There are two different claims here: one is "type x research is not very useful" and the other is "we should be doing more type y research at the margin". In the comment above, you seem to be defending the latter, but your earlier comments support the former. I don't think we necessarily disagree on the latter claim (perhaps on how to divide x from y, and the optimal proportion of x and y, but not on the core claim). But note that the second claim is somewhat tangential to the original post. If type x research is valuable, then even though we might want more type y research at the margin, this isn't a consideration against a particular instance of type x research. Of course, if type x research is (in general or in this instance) not very useful, then this is of direct relevance to a post that is an instance of type x research. It seems important not to conflate these, or to move from a defense of the former to a defense of the latter. Above, you acknowledge that type x research can be valuable, so you don't hold the general claim that type x research isn't useful. I think you do hold the view that either this particular instance of research or this subclass of type x research is not useful. I think that's fine, but I think it's important not to frame this as merely a disagreement about what kinds of research should be done at the margin, since this is not the source of the disagreement.

Comment author: RyanCarey 28 March 2017 06:14:42PM 0 points [-]

Of course, if type x research is (in general or in this instance) not very useful, then this is of direct relevance to a post that is an instance of type x research. It seems important not to conflate these, or to move from a defense of the former to a defense of the latter.
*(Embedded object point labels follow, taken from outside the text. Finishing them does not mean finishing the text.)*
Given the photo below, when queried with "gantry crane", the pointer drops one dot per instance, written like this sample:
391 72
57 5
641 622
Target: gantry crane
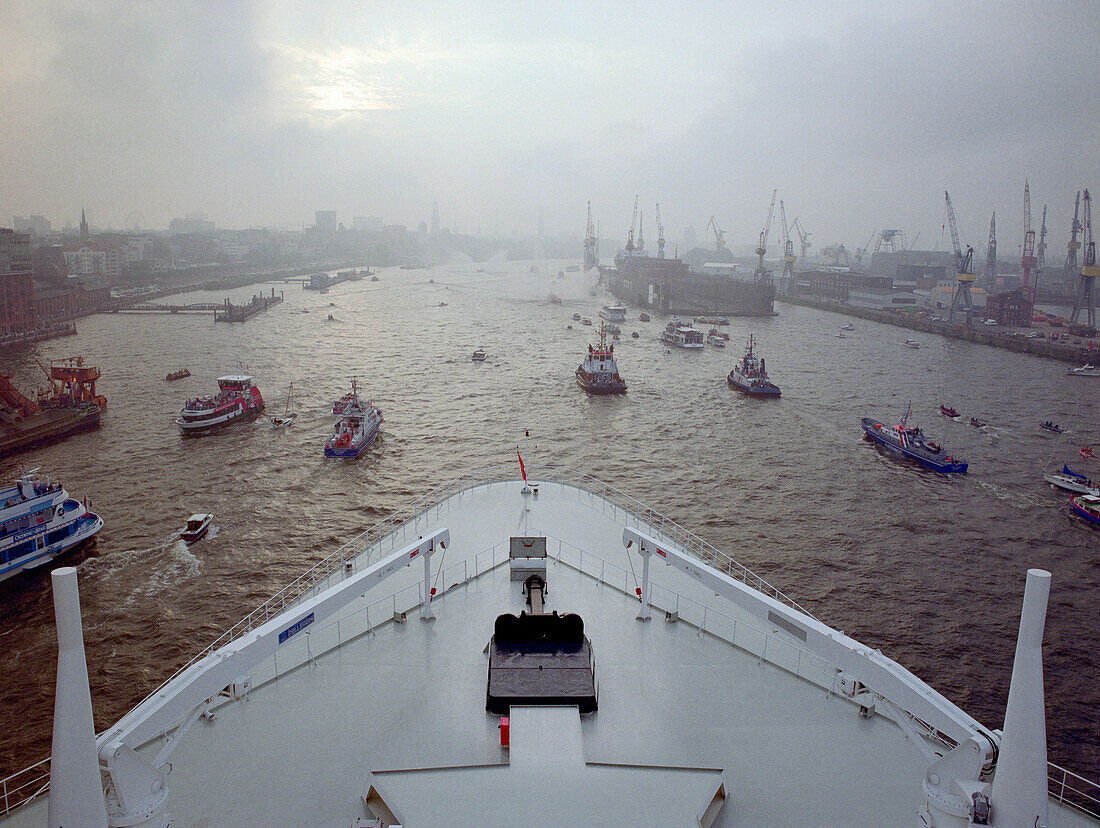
1086 297
788 252
634 223
964 269
761 273
660 233
1027 260
803 236
860 252
591 244
719 234
990 272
You're imposing on my argument a structure that it didn't have. My argument is that prima facie, analysing the concepts of effectiveness is not the most useful work that is presently to be done. If you look at my original post, it's clear that it had a parallel argument structure: i) this post seems mostly not new, and ii) posts of this kind are over-invested. It was well-hedged, and made lots of relative claims ("on the margin", "I am generally not very interested" etc. so it's really weird to be repeatedly told that I was arguing something else.
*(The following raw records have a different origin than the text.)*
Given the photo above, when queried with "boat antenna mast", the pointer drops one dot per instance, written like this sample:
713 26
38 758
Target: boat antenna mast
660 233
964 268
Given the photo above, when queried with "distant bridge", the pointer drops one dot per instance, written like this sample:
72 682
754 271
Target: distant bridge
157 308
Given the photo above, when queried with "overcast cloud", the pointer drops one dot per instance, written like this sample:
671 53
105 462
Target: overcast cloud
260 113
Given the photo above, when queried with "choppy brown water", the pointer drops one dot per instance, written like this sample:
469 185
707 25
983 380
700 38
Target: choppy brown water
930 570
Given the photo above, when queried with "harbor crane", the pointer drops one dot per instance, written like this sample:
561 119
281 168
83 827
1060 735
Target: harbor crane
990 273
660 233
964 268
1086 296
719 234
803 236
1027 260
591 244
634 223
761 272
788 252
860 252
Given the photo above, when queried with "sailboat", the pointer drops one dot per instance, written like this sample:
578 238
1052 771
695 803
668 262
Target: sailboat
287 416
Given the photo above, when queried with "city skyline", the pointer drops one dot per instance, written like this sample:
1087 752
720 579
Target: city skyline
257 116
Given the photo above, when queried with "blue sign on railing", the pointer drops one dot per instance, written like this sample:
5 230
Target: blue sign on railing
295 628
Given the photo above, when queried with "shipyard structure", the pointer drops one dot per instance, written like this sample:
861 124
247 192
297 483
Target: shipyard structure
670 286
I think that's fine, but I think it's important not to frame this as merely a disagreement about what kinds of research should be done at the margin, since this is not the source of the disagreement.

The general disagreement about whether philosophical analysis is under-invested is source of about half of the disagreement. I've talked to Stefan and Ben, and I think that I was convinced that philosophical analysis was prima facie under-invested atm, then I would view analysis of principles of effectiveness a fair bit more favorably. I could imagine that if they became fully convinced that practical work was much more neglected then they might want to see more project proposals and literature reviews done too.